Once you’ve held a piece of property for some time, there could be several options to pursue, depending on your business model and pool of investors. You might decide to hold the place, refinance it, or sell. As you make transactions, you’ll want to let others know. Spreading the word about your real estate investment activity can lead to more connections.

Building a Portfolio

Most likely when you acquire a property, you’ll have a plan in place which will dictate the long-term objectives. Your partner and other investors may be interested in holding the property, or they might be looking to move on after several years. If others take their return and shift funds elsewhere, you’ll have to decide whether you can maintain the place on your own and still get the return you want.

Refinancing could be brought into the discussion, although in today’s market, this step may not enable investors to get the same return on equity that they could take out in the past. In the past, refinancing could have brought a lower interest rate and enabled investors to take cash out from the equity. However, as debt service coverage ratios have become more conservative, along with the proceeds, in some cases a refinance to take out cash may not be possible. It could be a time to think about selling to get a return on equity.

If holding the property or refinancing won’t provide your desired return, you might consider selling the place. If you do, you’ll want to work with a knowledgeable investment sales broker.

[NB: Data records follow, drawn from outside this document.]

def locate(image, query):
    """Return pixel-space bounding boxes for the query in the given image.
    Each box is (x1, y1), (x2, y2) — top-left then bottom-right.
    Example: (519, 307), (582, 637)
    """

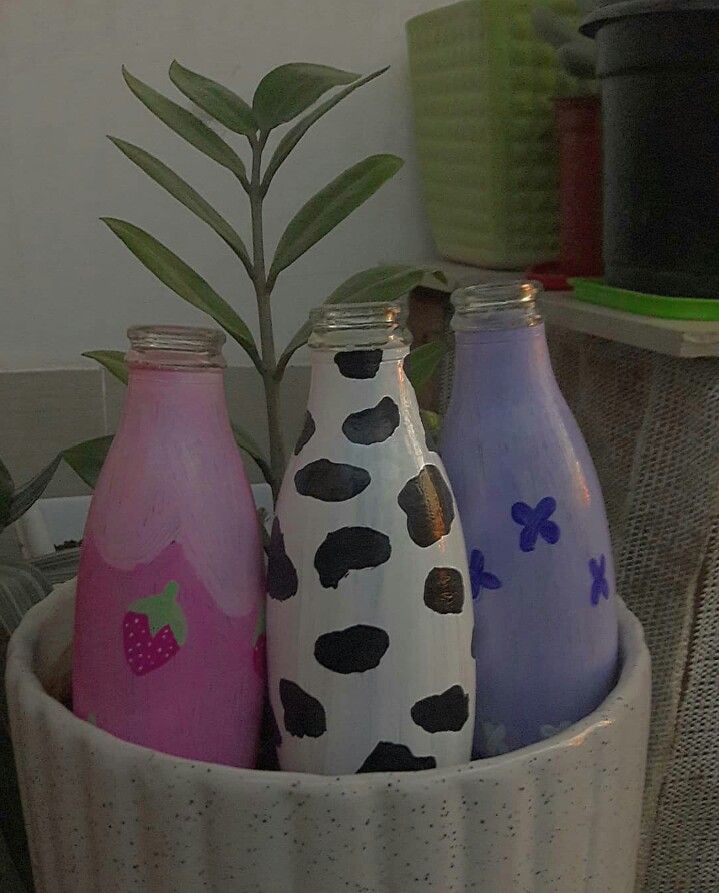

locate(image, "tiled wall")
(0, 366), (309, 496)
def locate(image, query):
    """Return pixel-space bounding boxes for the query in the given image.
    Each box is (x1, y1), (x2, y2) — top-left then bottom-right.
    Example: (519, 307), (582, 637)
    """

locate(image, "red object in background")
(528, 96), (602, 290)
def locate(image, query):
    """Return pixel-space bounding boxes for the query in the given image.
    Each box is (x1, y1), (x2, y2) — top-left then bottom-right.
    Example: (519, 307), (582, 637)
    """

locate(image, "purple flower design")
(512, 496), (560, 552)
(469, 549), (502, 599)
(589, 555), (609, 605)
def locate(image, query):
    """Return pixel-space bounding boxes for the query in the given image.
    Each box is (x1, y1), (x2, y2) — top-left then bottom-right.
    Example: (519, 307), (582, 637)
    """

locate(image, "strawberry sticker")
(122, 580), (187, 676)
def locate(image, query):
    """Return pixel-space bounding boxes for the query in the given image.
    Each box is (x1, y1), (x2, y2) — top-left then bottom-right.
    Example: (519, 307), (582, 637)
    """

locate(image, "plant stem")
(249, 134), (285, 499)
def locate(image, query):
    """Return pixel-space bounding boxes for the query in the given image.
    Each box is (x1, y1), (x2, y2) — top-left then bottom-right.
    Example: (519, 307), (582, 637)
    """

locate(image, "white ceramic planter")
(7, 584), (650, 893)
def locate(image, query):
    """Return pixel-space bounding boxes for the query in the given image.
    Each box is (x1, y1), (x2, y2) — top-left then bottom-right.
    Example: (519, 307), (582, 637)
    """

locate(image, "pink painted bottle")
(73, 326), (265, 767)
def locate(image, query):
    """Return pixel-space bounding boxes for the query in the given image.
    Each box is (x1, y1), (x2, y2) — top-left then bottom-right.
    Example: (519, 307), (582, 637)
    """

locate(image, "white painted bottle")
(267, 303), (475, 775)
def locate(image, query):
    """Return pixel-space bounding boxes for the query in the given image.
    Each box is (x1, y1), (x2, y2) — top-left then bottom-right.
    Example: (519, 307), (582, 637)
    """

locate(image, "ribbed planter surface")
(7, 584), (650, 893)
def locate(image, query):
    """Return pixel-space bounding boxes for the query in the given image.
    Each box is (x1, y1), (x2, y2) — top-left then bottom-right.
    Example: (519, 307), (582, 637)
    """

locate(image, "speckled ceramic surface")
(7, 584), (650, 893)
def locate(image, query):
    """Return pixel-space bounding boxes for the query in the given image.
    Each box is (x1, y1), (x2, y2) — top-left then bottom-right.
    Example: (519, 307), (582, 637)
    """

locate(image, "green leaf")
(122, 67), (247, 183)
(129, 580), (187, 645)
(5, 455), (62, 524)
(232, 422), (272, 485)
(262, 65), (389, 189)
(102, 217), (260, 365)
(404, 338), (448, 391)
(252, 62), (359, 131)
(170, 60), (259, 136)
(109, 136), (252, 276)
(269, 155), (404, 283)
(277, 265), (434, 374)
(83, 350), (127, 384)
(62, 434), (113, 490)
(0, 459), (15, 530)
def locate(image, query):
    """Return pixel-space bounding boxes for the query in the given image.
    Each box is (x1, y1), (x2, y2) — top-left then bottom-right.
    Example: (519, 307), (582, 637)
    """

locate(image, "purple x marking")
(512, 496), (559, 552)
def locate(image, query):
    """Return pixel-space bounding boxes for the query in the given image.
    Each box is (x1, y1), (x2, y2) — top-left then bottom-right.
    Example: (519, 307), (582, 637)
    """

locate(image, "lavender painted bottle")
(441, 282), (618, 757)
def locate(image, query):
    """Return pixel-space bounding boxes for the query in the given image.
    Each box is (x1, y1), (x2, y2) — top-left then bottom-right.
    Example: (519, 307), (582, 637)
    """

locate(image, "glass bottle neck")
(118, 366), (229, 436)
(452, 281), (542, 332)
(452, 323), (557, 407)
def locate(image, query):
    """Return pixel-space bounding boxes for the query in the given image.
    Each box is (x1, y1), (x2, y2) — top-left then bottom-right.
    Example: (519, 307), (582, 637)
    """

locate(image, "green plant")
(64, 62), (448, 495)
(532, 0), (597, 81)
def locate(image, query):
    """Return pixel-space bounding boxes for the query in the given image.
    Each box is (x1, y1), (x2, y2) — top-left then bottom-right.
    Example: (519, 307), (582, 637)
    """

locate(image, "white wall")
(0, 0), (440, 368)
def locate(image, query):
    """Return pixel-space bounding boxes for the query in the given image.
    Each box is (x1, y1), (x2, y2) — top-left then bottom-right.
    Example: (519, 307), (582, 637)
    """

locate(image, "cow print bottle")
(267, 304), (475, 775)
(441, 282), (617, 756)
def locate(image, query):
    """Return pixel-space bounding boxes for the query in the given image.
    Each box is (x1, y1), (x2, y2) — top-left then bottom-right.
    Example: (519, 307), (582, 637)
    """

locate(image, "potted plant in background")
(582, 0), (719, 300)
(406, 0), (579, 270)
(529, 0), (602, 290)
(0, 456), (60, 893)
(64, 62), (441, 496)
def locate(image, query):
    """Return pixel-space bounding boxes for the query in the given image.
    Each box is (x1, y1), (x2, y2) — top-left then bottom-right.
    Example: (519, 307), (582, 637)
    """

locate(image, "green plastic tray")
(569, 278), (719, 322)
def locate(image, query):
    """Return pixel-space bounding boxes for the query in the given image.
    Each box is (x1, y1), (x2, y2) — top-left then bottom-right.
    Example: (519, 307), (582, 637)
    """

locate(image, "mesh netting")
(442, 329), (719, 893)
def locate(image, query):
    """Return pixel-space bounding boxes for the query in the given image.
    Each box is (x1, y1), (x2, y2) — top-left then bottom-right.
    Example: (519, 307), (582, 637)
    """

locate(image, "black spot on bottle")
(295, 459), (372, 502)
(280, 679), (327, 738)
(357, 741), (437, 775)
(315, 527), (392, 589)
(411, 685), (469, 732)
(315, 624), (389, 674)
(397, 465), (454, 548)
(342, 397), (399, 446)
(424, 567), (464, 614)
(295, 410), (317, 456)
(267, 518), (298, 602)
(335, 350), (382, 378)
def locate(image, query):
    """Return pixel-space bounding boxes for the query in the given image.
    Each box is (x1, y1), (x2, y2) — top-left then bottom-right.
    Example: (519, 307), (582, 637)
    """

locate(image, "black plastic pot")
(582, 0), (719, 298)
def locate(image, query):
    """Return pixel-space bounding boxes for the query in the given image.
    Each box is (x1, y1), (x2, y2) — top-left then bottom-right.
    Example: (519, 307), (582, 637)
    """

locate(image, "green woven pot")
(407, 0), (578, 269)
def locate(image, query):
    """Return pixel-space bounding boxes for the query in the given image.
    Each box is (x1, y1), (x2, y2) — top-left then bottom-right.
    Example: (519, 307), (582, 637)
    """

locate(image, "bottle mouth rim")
(451, 279), (542, 313)
(127, 325), (227, 354)
(310, 301), (403, 323)
(125, 325), (227, 369)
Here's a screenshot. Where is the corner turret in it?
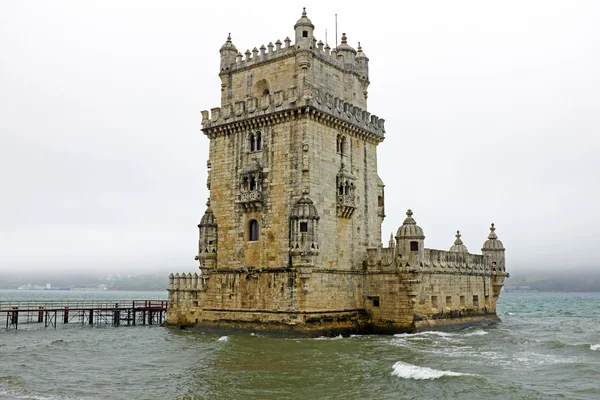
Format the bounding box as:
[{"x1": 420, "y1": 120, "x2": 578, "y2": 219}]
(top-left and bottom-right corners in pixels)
[
  {"x1": 219, "y1": 33, "x2": 238, "y2": 73},
  {"x1": 337, "y1": 33, "x2": 356, "y2": 65},
  {"x1": 396, "y1": 209, "x2": 425, "y2": 267},
  {"x1": 450, "y1": 231, "x2": 469, "y2": 253},
  {"x1": 294, "y1": 7, "x2": 315, "y2": 49},
  {"x1": 356, "y1": 42, "x2": 369, "y2": 81},
  {"x1": 481, "y1": 223, "x2": 506, "y2": 271},
  {"x1": 196, "y1": 199, "x2": 218, "y2": 274}
]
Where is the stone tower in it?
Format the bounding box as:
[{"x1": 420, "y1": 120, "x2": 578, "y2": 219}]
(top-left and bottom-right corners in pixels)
[
  {"x1": 185, "y1": 10, "x2": 384, "y2": 332},
  {"x1": 200, "y1": 11, "x2": 384, "y2": 276},
  {"x1": 167, "y1": 11, "x2": 508, "y2": 335}
]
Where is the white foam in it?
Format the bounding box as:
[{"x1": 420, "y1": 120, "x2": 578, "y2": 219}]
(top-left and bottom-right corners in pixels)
[
  {"x1": 314, "y1": 335, "x2": 344, "y2": 340},
  {"x1": 392, "y1": 361, "x2": 472, "y2": 380},
  {"x1": 465, "y1": 329, "x2": 488, "y2": 336}
]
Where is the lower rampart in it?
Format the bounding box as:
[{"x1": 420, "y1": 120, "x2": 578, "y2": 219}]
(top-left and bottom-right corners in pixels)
[{"x1": 167, "y1": 265, "x2": 506, "y2": 336}]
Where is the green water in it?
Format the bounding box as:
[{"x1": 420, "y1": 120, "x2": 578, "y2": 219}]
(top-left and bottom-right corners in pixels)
[{"x1": 0, "y1": 292, "x2": 600, "y2": 399}]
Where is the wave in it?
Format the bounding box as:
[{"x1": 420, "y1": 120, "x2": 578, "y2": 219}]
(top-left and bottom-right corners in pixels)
[
  {"x1": 313, "y1": 335, "x2": 344, "y2": 340},
  {"x1": 394, "y1": 329, "x2": 489, "y2": 339},
  {"x1": 0, "y1": 388, "x2": 73, "y2": 400},
  {"x1": 392, "y1": 361, "x2": 475, "y2": 380},
  {"x1": 465, "y1": 329, "x2": 489, "y2": 336}
]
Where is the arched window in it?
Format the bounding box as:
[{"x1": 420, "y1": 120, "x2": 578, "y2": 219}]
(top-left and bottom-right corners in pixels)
[
  {"x1": 300, "y1": 222, "x2": 308, "y2": 233},
  {"x1": 248, "y1": 219, "x2": 258, "y2": 242},
  {"x1": 248, "y1": 133, "x2": 255, "y2": 151},
  {"x1": 256, "y1": 131, "x2": 262, "y2": 151},
  {"x1": 335, "y1": 135, "x2": 346, "y2": 154}
]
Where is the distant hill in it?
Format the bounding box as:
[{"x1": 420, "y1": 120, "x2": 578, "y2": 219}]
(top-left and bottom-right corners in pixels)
[
  {"x1": 504, "y1": 269, "x2": 600, "y2": 292},
  {"x1": 0, "y1": 271, "x2": 194, "y2": 291}
]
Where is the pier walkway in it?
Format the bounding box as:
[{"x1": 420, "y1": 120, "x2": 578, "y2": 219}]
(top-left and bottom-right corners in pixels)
[{"x1": 0, "y1": 300, "x2": 167, "y2": 329}]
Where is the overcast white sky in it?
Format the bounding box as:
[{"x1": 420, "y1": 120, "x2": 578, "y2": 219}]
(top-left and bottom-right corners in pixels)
[{"x1": 0, "y1": 0, "x2": 600, "y2": 272}]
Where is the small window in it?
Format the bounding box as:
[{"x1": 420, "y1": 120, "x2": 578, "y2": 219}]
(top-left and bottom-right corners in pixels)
[
  {"x1": 249, "y1": 134, "x2": 256, "y2": 151},
  {"x1": 300, "y1": 222, "x2": 308, "y2": 232},
  {"x1": 256, "y1": 132, "x2": 262, "y2": 151},
  {"x1": 248, "y1": 219, "x2": 258, "y2": 242}
]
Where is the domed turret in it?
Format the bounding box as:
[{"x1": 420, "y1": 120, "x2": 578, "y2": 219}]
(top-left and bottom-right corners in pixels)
[
  {"x1": 196, "y1": 199, "x2": 217, "y2": 268},
  {"x1": 481, "y1": 224, "x2": 506, "y2": 271},
  {"x1": 396, "y1": 209, "x2": 425, "y2": 239},
  {"x1": 481, "y1": 224, "x2": 504, "y2": 251},
  {"x1": 450, "y1": 231, "x2": 469, "y2": 253},
  {"x1": 356, "y1": 42, "x2": 369, "y2": 81},
  {"x1": 219, "y1": 33, "x2": 238, "y2": 72},
  {"x1": 337, "y1": 33, "x2": 356, "y2": 64},
  {"x1": 396, "y1": 209, "x2": 425, "y2": 266},
  {"x1": 294, "y1": 7, "x2": 315, "y2": 49}
]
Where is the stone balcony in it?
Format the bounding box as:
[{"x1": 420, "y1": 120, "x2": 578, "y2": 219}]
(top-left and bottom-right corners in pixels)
[
  {"x1": 238, "y1": 190, "x2": 263, "y2": 212},
  {"x1": 337, "y1": 194, "x2": 356, "y2": 218}
]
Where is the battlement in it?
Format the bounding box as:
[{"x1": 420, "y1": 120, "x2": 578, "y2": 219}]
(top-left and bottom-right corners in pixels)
[
  {"x1": 168, "y1": 272, "x2": 206, "y2": 292},
  {"x1": 221, "y1": 37, "x2": 369, "y2": 79},
  {"x1": 367, "y1": 247, "x2": 505, "y2": 275},
  {"x1": 201, "y1": 85, "x2": 385, "y2": 141}
]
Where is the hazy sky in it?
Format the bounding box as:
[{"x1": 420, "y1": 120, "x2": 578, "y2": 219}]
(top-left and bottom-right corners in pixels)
[{"x1": 0, "y1": 0, "x2": 600, "y2": 272}]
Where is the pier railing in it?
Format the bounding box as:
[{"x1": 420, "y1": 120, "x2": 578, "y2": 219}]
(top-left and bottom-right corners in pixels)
[{"x1": 0, "y1": 300, "x2": 168, "y2": 329}]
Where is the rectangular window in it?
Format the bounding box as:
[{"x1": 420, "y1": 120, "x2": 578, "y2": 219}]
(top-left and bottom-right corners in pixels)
[
  {"x1": 300, "y1": 222, "x2": 308, "y2": 232},
  {"x1": 367, "y1": 296, "x2": 379, "y2": 307},
  {"x1": 431, "y1": 296, "x2": 438, "y2": 308}
]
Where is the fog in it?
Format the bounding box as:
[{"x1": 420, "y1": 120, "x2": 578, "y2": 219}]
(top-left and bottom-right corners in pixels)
[{"x1": 0, "y1": 0, "x2": 600, "y2": 273}]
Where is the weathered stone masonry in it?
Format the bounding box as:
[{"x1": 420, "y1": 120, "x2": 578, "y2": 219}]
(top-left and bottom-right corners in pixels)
[{"x1": 167, "y1": 12, "x2": 508, "y2": 335}]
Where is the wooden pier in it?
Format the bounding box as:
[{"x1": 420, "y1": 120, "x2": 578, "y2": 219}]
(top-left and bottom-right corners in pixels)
[{"x1": 0, "y1": 300, "x2": 167, "y2": 329}]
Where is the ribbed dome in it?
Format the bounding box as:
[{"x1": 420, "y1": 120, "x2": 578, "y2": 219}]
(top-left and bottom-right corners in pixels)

Look for someone with a laid-out marketing strategy who will share your opportunity with a broad audience. Check that the broker has a strong track record and a reasonable timeline in place based on the market conditions.

As you think about selling, you’ll want to talk to your accountant about the tax implications. They can help you understand what your potential capital gains could be. They’ll also look at taxes from a federal and local level. Knowing what your after-tax scenario will be may make it easier to determine what you want to do with the asset.

Section 1031 of the IRS tax code allows you to exchange one property for another of like-kind without having to pay capital gains tax. Often called a 1031 exchange, there are rules you’ll have to follow for this process, including acquiring another property (or properties) as an investment and using a qualified intermediary to hold your funds in escrow. You’ll typically have 45 days after closing on the first property to identify the next acquisition (or acquisitions), and you’ll need to close on them within 180 days of closing on the first place.

Spread the Word

As you acquire real estate assets, you’ll want to let others know of your activity. Some real estate professionals who have been guests on my podcast “The Insider’s Edge to Real Estate Investing” do an incredible job of promoting the properties they are closing. These include Steve Kachanian from Klosed, and Jeffrey Znaty and George Giannopoulos from Kings Capital.

Spreading the word about your track record brings several benefits. Primarily, this strategy can help you stay top of mind for investment sales brokers. These professionals are often very busy with listings that they’re trying to sell. If you’re demonstrating that you’re active, brokers will be more in tune with what type of asset you’re interested in. The adage that “deals lead to more deals” is certainly true.

Certainly, acquiring an initial property takes time and effort. After crossing that hurdle, you can think about building your real estate portfolio. As you move forward, you’ll want to develop a strategy around cultivating your brand and reaching your target audience. Let others know what you’re doing and what you’re interested in, and you’ll likely find an increasing number of opportunities for your next investments.